What's preventing older people from getting active?

  • Walking in bad weather or in the dark
  • The Winter months are a particularly high-risk time for increased sedentary levels.
  • The mindset of being too old, too slow, too frail hinders many from even thinking about being active, and increasingly impacts upon confidence to join in things.
  • Many older people don't ask for help, and the result is no-one to go with and a lack of confidence to go it alone.
  • For motivated people, being able to find a suitable community-based activity for physical activity can be a challenge.
  • Isolation and lack of transport opportunities

There is a wide range of initiatives taking place to break down these barriers, including community buses, extensive schemes run by Age UK Oxfordshire including Generation Games, exercise DVDs and home exercises, Good Neighbourhood Schemes, lift shares and many more. Working together with partners to expand these initiatives will be more important than ever.

Paul Brivio, Chief Executive of Active Oxfordshire welcomed the report:

"This report shows us why we need to change the way society operates to ensure we all live longer better.
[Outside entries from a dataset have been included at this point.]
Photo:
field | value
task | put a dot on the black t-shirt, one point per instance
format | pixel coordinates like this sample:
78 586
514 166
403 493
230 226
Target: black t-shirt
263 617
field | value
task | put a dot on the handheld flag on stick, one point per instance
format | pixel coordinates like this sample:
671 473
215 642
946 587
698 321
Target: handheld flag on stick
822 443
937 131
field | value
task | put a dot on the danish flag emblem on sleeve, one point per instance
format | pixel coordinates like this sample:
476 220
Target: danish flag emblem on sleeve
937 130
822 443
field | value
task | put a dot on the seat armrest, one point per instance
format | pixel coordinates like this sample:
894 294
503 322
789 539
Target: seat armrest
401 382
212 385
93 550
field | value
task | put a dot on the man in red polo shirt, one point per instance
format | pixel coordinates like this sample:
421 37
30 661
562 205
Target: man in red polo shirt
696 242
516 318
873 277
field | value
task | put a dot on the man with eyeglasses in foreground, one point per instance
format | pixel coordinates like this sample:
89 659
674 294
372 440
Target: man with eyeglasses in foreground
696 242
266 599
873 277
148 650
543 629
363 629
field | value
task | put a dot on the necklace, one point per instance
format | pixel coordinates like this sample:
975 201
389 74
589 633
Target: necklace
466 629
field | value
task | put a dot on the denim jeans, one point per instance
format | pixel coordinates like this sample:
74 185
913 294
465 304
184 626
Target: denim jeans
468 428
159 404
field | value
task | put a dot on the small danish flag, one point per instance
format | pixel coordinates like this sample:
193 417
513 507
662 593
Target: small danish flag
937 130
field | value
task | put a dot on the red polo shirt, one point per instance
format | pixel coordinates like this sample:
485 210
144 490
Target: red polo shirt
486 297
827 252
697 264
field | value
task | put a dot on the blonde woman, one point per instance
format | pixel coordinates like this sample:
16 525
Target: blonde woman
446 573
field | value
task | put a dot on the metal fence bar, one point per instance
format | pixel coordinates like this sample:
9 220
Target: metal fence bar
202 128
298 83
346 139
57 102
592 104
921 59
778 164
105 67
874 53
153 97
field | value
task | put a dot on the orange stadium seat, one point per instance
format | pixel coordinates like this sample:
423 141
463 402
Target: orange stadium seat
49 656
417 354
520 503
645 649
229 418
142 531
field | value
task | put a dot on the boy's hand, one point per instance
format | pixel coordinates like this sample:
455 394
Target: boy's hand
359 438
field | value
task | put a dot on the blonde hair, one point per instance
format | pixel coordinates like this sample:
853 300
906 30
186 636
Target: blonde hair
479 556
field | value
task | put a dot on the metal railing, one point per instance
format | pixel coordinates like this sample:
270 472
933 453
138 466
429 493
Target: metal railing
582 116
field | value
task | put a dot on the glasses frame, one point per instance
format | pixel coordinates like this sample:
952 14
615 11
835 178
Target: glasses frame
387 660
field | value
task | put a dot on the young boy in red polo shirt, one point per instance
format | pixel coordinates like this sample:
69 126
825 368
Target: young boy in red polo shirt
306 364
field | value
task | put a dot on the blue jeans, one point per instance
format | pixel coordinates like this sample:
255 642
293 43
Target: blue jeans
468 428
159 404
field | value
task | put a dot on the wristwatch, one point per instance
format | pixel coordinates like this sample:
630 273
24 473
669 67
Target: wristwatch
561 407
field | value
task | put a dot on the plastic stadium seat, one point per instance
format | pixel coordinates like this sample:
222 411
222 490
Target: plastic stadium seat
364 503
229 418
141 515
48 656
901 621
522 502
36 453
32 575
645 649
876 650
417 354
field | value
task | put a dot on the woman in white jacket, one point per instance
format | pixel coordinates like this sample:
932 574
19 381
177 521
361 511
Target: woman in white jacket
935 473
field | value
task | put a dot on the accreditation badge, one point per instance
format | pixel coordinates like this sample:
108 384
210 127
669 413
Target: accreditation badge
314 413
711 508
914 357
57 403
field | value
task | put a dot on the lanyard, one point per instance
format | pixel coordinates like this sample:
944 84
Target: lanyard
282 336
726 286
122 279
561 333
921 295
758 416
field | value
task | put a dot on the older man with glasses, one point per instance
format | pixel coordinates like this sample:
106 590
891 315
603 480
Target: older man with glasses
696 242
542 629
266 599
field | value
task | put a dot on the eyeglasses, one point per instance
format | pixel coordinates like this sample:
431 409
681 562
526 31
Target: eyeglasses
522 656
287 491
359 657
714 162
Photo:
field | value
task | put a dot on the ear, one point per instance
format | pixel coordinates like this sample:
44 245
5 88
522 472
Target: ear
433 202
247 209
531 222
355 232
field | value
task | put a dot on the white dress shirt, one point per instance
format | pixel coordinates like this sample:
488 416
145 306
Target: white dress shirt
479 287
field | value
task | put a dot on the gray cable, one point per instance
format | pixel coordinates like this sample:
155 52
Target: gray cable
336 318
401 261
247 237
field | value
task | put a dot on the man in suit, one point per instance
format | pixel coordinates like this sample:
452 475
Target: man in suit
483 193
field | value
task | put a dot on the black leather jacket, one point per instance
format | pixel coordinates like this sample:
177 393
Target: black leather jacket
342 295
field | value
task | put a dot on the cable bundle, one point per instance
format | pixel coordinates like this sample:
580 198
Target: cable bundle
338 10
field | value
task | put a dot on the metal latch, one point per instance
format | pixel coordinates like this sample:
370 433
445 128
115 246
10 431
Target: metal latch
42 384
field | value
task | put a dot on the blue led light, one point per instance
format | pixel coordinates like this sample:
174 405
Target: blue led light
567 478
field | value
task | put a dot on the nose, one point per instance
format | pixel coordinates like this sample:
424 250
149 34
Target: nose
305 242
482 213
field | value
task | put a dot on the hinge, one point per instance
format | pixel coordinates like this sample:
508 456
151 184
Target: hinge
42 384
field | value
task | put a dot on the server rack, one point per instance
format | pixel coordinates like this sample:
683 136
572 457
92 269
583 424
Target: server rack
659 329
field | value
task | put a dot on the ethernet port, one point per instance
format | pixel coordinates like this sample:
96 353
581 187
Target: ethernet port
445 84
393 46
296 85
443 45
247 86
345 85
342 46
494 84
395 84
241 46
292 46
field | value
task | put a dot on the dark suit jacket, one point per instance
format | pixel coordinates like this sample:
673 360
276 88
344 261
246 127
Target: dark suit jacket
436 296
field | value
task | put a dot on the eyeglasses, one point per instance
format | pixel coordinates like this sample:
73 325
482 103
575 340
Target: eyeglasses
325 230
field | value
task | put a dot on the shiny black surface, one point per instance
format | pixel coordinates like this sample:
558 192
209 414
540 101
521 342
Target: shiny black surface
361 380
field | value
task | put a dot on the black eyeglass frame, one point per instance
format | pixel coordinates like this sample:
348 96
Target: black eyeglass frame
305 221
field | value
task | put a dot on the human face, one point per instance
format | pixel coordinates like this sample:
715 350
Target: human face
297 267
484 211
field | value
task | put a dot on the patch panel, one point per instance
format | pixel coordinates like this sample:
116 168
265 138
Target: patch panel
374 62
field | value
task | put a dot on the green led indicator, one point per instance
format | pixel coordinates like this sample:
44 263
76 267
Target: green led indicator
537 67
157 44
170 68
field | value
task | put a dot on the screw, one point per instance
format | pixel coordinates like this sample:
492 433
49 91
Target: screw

We must create a society that values its older people, promotes their worth, enables them to be independent and provides community- based support and warmth in the process.

At Active Oxfordshire we believe physical activity is at the heart of this new way of thinking as we move to a focus on prevention rather than cure. To be active means that people need access to good transport, to feel safe, to be motivated and enjoy easily accessible indoor and outdoor spaces. That is why we need a new sense of purpose and a set of integrated and connected interventions centred on the individual as part of a local community."

This report is an invaluable road map for organisations across Oxfordshire working tirelessly to boost activity levels in older people. Now is the time for us all to get this right. Every policy and funding decision, every interaction with older people should lead us to the future we want: a society where every older person can thrive. Let's work together to redesign our systems so that they work for all of us.